Last week the Reserve Bank of Australia opted to keep interest rates on hold at the record low of 1.5% for yet another month.
While this is great news for borrowers, it certainly isn't for savers who will have to contend with low rates on savings accounts and term deposits for a little while longer.
But thankfully the share market is here to help. With a great number of dividend shares offering above-average yields, I think savers ought to skip savings accounts and term deposits and consider putting their money to work in the share market.
Here are three dividend shares I would consider investing in today:
Japara Healthcare Ltd (ASX: JHC)
Australia's population is ageing and I think this aged care provider is in a strong position to profit from it. In order to capture the growing demand for aged care services Japara intends to expand its capacity substantially over the next few years. I expect this to result in strong earnings and dividend growth over the next decade. Currently its shares provide a trailing fully franked 6.3% dividend.

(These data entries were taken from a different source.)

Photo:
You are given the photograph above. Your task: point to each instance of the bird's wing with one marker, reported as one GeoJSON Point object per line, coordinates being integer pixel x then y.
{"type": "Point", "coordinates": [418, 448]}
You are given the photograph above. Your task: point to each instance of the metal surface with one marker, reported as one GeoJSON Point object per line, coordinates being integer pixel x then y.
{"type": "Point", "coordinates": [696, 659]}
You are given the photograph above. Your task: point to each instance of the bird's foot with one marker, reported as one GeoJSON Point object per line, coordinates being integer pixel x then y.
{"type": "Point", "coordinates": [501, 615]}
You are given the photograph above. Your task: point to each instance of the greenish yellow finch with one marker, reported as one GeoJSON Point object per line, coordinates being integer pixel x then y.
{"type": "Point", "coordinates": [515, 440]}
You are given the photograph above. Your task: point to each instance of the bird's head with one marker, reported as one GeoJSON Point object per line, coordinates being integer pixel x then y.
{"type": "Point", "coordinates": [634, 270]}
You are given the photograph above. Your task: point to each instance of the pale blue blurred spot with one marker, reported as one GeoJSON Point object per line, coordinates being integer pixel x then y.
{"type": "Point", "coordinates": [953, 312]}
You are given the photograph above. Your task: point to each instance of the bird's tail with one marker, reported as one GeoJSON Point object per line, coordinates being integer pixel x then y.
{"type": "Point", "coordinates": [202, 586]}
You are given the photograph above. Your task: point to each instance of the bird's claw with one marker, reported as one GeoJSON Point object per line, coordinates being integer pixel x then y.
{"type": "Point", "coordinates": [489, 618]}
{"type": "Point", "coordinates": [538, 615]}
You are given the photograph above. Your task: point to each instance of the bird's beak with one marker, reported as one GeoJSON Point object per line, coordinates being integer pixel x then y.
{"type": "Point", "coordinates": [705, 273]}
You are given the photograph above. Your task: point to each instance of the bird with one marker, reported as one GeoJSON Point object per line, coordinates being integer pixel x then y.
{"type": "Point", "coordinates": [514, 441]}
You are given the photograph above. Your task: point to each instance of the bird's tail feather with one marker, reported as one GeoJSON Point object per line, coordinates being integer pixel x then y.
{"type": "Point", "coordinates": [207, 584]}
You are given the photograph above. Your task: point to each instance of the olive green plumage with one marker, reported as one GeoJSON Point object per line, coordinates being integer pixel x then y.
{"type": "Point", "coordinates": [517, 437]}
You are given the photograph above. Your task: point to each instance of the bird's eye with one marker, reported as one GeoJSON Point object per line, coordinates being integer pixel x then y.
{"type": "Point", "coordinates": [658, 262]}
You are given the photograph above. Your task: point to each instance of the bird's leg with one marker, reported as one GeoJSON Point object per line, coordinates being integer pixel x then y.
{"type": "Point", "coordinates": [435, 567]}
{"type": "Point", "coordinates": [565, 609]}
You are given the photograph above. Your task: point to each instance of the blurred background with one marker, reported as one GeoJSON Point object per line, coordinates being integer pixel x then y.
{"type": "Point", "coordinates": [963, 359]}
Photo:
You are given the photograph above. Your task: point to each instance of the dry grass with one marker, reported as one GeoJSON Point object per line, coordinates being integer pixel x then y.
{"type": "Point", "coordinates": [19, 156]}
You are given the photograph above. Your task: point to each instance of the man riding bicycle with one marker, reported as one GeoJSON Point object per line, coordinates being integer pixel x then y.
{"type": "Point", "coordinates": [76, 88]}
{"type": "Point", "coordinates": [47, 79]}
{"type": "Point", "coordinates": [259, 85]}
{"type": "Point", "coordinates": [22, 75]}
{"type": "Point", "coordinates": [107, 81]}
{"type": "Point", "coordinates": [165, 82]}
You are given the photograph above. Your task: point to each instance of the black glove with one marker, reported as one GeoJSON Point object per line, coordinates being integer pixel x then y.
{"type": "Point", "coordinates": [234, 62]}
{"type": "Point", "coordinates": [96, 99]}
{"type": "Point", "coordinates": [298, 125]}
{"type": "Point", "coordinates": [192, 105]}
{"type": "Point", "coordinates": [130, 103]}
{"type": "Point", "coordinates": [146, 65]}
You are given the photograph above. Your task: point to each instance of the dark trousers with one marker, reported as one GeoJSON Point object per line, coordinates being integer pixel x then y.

Retail Food Group Limited (ASX: RFG)
It certainly has been a disappointing year for the shareholders of this food and beverage company. Its shares are down a whopping 37% year-to-date. Thankfully I think its shares have bottomed now, making it a great time to consider an investment. Especially as they provide a very generous trailing fully franked 6.7% dividend.
Telstra Corporation Ltd (ASX: TLS)
Despite the sizeable cut to its dividend, opinion remains largely divided on how sustainable the telco giant's dividend is. While some believe the proposed 22 cents per share dividend will need to be cut further, I remain confident that it will be maintained for at least the next three years. This could make it well worth considering its fully franked 6.3% FY 2018 dividend today.